Analyze text using basic regular expressions

A regular expression (shortened as regex) is a sequence of characters that specifies a search pattern. For an overview on regular expressions, look here. Here you can find an interactive tutorial to learn the basic of regex syntax.

Common regex characters:

SymbolFunction
.matches any single character (except newlines, normally)
\escape a special character (e.g. \. matches a literal dot)
?the preceding character may or may not be present (e.g. /hell?o/ would match hello or helo)
*any number of the preceding character is allowed (e.g. .* will match any single-line string, including an empty string, and gets used a lot)
+one or more of the preceding character (.+ is the same as .* except that it won't match an empty string)
``
()group a section together, this can be useful for conditionals (`(a
{}specify how many of the preceding character (e.g. a{12} matches 12 as in a row)
[]match any character in this set. - defines ranges (e.g. [a-z] is any lowercase letter), ^ means "not" (e.g. [^,]+ match any number of non-commas in a row)
^beginning of line
$end of line

The three major dialects every programmer should know are:

  • basic regular expressions (BRE)
  • extended regular expressions (ERE)
  • Perl-compatible regular expressions (PCRE).
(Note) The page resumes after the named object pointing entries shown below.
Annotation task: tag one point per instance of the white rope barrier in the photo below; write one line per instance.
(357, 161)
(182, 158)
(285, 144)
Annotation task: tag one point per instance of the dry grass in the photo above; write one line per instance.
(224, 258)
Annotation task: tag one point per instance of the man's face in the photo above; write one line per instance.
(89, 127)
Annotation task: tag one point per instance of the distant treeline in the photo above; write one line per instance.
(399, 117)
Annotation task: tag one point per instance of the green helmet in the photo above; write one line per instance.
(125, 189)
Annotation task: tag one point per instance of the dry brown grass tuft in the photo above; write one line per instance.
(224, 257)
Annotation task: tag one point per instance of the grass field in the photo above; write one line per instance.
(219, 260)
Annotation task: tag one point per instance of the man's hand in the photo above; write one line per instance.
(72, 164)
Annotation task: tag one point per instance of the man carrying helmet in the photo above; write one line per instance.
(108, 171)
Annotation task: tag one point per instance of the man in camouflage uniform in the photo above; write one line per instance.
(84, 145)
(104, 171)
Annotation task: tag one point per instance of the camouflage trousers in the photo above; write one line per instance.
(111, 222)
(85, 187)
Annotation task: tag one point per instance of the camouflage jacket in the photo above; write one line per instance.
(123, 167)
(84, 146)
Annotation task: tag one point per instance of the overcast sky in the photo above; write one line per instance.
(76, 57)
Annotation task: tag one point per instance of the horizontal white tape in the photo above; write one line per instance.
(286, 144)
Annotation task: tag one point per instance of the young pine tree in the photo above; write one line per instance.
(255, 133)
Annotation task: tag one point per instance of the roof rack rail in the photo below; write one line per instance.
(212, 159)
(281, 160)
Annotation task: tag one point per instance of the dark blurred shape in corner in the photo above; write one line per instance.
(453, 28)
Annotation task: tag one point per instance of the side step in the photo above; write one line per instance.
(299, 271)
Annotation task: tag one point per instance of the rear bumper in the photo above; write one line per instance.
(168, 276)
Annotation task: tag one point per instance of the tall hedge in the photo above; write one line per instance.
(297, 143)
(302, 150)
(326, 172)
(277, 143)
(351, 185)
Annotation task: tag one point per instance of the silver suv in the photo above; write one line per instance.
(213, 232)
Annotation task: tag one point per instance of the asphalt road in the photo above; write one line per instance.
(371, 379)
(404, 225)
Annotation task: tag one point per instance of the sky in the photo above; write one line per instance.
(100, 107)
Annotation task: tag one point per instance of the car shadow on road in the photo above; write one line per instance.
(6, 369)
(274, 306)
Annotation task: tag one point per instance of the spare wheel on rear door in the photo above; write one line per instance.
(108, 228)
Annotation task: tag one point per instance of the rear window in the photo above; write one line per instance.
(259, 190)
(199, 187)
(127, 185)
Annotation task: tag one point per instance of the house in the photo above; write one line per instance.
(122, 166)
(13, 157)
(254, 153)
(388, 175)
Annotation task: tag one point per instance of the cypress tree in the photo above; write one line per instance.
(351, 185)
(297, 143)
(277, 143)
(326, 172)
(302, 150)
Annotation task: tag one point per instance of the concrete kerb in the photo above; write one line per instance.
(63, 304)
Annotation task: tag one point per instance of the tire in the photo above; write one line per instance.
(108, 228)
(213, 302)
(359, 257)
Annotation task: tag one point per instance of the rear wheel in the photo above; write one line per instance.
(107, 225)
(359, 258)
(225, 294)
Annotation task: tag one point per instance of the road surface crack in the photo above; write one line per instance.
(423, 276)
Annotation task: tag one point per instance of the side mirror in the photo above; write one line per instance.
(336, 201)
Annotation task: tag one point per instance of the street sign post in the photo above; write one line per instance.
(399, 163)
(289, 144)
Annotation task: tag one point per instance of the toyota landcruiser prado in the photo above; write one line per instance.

Essentials text stream processing tools to use in conjunction with regex patterns are:

  • grep, filters its input against a pattern;
  • sed, applies transformation rules to each line; and
  • awk, manipulates an ad hoc database stored as text, e.g. CSV files.

1. grep

The grep tool can filter a file, line by line, against a pattern. By default, grep uses basic regular expressions (BRE). BRE differs syntactically in several key ways. Specifically, the operators {}, (), +, | and ? must be escaped with \.

Useful grep flags:

  • -v, inverts the match
  • --color(==always), colors the matched text
  • -F, interprets the pattern as a literal string
  • -H, -h, prints (or doesn't print) the matched filename
  • -i, matches case insensitively
  • -l, prints names of files that match instead
  • -n, prints the line number
  • -w, forces the pattern to match an entire word
  • -x, forces patterns to match the whole line.

The egrep tool is identical to grep, except that it uses extended regular expressions (actually, equivalent to grep -E). Extended regular expressions are identical to basic regular expressions, but the operators {}, (), +, | and ? should not be escaped.

PCREs can be used by means of the -P flag of grep. Perl has a richer and more predictable syntax than even the extended regular expressions syntax.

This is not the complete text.